Four words that triggered her current troubles with the IEBC.
Attempts by the senator for Siaya and senior counsel James Orengo to argue that Ms Chege was not guilty of an electoral offence committed before the campaign period had officially began were dismissed on the grounds that the electoral cycle kicked off in January, when IEBC rolled out its calendar, which is now in the advanced stages of executions.
Besides the technicalities of the case, IEBC and its chairman, Wafula Chebukati, might expose themselves more than they may have bargained for.
Ms Chege’s alleged offence is based on his actions in the management of the 2017 General Election. By insinuating that there was ‘some’ veracity in vote rigging claim, Chege could only have meant that by extension, it could only have happened under Chebukati’s watch as the chairman of IEBC, whose main mandate was to ensure integrity of the election process and the results.
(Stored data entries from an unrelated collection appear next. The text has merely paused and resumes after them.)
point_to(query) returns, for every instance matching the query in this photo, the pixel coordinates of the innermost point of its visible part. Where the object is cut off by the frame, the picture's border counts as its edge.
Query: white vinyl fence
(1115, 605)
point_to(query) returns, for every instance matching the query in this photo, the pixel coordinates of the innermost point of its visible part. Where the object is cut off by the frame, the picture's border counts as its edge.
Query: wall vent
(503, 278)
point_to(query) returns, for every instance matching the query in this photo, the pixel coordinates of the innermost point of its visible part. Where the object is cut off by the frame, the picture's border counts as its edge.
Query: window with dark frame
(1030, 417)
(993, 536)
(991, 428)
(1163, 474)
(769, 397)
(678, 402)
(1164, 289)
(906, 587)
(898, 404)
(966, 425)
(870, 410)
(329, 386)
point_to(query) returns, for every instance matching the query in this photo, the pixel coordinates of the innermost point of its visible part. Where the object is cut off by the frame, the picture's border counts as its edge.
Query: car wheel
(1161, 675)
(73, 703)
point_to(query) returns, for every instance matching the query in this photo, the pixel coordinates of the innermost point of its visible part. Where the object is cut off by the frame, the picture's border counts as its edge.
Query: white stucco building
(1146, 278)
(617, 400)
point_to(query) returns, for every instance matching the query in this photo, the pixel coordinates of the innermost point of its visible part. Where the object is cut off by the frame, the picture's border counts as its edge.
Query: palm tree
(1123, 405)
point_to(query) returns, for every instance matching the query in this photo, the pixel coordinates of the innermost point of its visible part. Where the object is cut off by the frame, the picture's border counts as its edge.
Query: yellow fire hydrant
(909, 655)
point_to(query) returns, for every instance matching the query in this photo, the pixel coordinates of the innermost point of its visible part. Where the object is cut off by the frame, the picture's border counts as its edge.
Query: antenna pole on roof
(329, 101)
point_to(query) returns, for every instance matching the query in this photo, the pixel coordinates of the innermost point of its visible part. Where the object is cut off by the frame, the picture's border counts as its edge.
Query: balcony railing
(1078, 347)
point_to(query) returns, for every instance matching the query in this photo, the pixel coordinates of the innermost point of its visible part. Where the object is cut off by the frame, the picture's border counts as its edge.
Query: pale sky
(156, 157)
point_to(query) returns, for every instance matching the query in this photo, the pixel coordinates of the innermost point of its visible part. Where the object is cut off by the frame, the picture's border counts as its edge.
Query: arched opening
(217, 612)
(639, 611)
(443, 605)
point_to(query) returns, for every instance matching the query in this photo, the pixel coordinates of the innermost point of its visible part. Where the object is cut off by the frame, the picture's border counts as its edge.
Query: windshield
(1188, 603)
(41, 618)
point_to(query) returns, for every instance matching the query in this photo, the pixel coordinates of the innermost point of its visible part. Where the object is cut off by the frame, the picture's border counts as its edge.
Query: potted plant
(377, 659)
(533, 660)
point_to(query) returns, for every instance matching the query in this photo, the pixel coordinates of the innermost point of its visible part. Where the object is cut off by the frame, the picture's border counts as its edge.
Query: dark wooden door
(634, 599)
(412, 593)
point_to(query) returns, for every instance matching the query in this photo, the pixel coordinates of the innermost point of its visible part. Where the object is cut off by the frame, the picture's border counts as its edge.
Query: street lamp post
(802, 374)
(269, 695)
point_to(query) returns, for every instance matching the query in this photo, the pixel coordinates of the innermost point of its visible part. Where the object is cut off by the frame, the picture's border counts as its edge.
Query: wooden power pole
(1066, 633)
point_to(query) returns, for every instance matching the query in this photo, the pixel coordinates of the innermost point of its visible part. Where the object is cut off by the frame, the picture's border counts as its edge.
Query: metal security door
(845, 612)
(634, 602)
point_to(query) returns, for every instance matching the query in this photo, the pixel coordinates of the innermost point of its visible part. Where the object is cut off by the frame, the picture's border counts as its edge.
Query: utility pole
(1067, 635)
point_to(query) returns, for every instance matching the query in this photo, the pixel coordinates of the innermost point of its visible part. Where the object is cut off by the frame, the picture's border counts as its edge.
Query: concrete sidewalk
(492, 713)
The Supreme Court faulted the process as lacking integrity having been contaminated by irregularities. It nullified the results and ordered a repeat poll.
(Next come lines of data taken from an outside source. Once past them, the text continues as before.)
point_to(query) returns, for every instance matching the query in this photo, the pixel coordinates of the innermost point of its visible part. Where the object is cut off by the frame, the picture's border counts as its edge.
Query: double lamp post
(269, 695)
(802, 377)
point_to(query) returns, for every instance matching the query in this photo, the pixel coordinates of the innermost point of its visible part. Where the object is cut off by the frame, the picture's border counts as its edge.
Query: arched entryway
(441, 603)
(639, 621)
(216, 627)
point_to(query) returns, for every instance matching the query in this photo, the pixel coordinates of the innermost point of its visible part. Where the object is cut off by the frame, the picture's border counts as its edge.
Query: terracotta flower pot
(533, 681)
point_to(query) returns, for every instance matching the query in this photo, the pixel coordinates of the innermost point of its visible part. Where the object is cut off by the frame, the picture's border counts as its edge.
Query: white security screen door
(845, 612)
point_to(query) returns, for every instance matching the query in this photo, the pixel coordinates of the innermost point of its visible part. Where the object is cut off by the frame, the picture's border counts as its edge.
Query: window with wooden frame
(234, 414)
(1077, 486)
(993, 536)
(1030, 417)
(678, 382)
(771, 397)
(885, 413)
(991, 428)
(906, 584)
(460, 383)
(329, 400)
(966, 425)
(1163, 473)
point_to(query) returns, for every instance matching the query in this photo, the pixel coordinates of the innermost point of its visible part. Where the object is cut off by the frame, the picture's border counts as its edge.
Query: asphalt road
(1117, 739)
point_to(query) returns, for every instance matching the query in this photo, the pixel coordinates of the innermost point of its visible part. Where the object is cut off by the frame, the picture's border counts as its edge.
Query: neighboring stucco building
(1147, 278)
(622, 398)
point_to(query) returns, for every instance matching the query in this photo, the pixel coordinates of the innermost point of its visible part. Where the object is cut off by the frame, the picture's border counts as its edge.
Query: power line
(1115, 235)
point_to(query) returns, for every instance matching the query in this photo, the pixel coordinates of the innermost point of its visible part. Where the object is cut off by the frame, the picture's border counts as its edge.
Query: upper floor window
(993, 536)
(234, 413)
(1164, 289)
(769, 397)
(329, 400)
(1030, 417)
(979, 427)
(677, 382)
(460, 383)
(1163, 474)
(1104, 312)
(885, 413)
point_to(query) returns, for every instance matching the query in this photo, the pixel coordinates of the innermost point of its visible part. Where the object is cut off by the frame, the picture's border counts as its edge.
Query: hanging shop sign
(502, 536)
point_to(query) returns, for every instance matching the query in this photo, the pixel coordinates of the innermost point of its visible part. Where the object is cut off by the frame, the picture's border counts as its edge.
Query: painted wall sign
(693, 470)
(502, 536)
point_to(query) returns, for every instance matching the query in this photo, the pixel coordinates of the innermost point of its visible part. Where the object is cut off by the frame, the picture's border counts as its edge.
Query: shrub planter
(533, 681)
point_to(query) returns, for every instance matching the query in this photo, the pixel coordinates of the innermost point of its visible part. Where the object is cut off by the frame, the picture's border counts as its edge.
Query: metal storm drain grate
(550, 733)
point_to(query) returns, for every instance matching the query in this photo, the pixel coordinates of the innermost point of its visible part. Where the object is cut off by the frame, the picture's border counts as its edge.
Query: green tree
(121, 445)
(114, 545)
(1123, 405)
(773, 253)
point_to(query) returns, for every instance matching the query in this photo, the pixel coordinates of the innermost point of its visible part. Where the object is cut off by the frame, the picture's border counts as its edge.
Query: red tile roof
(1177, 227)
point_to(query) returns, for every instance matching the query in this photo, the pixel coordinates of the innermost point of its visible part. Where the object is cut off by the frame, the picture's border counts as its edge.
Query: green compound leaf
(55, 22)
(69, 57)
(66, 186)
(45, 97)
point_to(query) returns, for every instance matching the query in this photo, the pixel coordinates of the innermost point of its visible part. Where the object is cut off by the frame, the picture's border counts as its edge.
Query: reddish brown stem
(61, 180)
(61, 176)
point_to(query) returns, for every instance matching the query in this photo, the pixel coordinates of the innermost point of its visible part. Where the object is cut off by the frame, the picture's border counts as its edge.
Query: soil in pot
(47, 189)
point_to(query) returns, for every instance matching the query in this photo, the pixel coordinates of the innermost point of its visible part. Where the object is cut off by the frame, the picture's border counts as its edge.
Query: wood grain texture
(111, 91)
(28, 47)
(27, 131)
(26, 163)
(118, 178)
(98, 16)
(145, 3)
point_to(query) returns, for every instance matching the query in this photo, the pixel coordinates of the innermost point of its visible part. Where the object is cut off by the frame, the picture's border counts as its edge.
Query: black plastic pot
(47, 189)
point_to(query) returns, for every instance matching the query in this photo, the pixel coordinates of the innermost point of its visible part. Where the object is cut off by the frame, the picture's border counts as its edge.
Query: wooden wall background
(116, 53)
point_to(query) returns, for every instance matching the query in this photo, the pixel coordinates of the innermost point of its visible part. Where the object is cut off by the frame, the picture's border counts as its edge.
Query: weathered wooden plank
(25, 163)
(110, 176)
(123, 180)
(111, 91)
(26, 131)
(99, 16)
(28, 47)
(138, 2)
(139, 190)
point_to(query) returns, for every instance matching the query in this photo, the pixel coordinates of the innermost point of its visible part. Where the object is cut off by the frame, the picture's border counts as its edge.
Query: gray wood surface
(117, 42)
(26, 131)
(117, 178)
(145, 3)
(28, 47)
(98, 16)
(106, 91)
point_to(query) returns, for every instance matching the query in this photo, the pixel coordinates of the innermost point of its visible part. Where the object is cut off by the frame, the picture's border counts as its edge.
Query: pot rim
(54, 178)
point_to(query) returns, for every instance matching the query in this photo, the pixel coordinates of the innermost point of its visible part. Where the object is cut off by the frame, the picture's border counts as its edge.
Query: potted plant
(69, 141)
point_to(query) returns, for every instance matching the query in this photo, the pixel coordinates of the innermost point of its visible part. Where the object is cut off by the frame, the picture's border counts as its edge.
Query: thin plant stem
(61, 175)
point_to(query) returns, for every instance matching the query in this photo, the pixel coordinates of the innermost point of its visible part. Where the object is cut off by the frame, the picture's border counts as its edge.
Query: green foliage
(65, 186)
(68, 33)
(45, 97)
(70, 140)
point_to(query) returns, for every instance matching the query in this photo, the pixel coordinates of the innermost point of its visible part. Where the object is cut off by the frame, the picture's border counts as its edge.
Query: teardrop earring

For an IEBC headed by Chebukati to find itself charging a beneficiary of a bungled election for claiming that there was truth in the allegation of’ election fraud hoists a legal conundrum for the electoral body’s boss; the prospect of being the accuser and judge in own case.
The adage that the arch of the moral universe may be long but bends towards justice could just catch up with Chebukati unless he opts for a voluntary early exit to save face.
Instructively since the stinging indictment, Chebukati has never found it in himself to come clean and give his side of the story to his ultimate employer; the taxpayer. The case may just provide the platform to compel him to rebut Cheges claim. Significantly, despite court orders, he continues to refuse to open the computer servers for public scrutiny.
The case raises the prospect of Chebukati being compelled by court to bare his 2017 skeletons with the attendant outrage that Kenyans are at his mercy again. The whole affair reeks of impunity on the rampage. In his estimation, the erosion of trust in public officers and offices and the damage to the institutional image of lEBC seems to count for little.
Chebukati, 60, seems to wear a thick insular rhino hide, stumbling from one crisis to the next without a care about public opinions. To him. there are no limits to the threshold of tolerance of impunity.
To secure his legacy and spare IEBC the cost of defending him, Chebukati should resign in good faith.